The value of Chinese stocks rose above $10 trillion for the first time, the latest milestone for the nation’s world-beating rally.
Companies with a primary listing in China are valued at $10.05 trillion, an increase of $6.7 trillion in 12 months, according to data compiled by Bloomberg. The gain alone is more than the $5 trillion size of Japan’s entire stock market. The U.S. is the biggest globally, at almost $25 trillion.
No other stock market has grown as much in dollar terms over a 12-month period, as Chinese individuals piled into the nation’s equities using borrowed funds to bet gains will continue.
Valuations are now the highest in five years and margin debt has climbed to a record, all while the economy is mired in its weakest expansion since 1990.
While the latest data showed the economy stabilizing, indicators from retail sales to industrial output are still growing near the slowest pace in years and trade remains weak.

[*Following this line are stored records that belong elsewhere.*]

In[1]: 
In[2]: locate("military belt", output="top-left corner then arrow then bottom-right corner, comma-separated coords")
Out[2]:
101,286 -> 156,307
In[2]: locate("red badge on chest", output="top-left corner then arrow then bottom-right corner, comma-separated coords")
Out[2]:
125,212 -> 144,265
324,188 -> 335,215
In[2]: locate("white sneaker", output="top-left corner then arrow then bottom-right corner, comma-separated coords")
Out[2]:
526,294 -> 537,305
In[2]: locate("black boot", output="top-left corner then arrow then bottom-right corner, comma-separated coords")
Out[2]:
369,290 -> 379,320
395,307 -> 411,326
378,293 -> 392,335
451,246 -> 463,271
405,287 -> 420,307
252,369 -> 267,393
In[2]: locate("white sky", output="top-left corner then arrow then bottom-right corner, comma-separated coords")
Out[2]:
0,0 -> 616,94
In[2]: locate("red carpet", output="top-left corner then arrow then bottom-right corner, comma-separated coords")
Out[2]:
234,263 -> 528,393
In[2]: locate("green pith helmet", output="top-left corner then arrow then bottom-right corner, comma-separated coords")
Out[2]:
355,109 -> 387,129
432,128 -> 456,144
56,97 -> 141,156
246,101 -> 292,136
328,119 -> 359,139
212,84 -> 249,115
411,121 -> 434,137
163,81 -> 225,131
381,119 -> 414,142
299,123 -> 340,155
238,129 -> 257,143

Exports slumped in May and imports declined for a seventh month.
Profits in the Chinese gauge trailed analyst estimates by the most in six years in 2014 as economic growth slowed to 7.4 percent, the slowest pace in more than two decades.
Mainland investors’ fervor for stocks remains undaunted, with a record 4.4 million trading accounts opened in the final week of May, and margin debt on the Shanghai exchange rising to a record 1.44 trillion yuan ($232 billion) on June 11.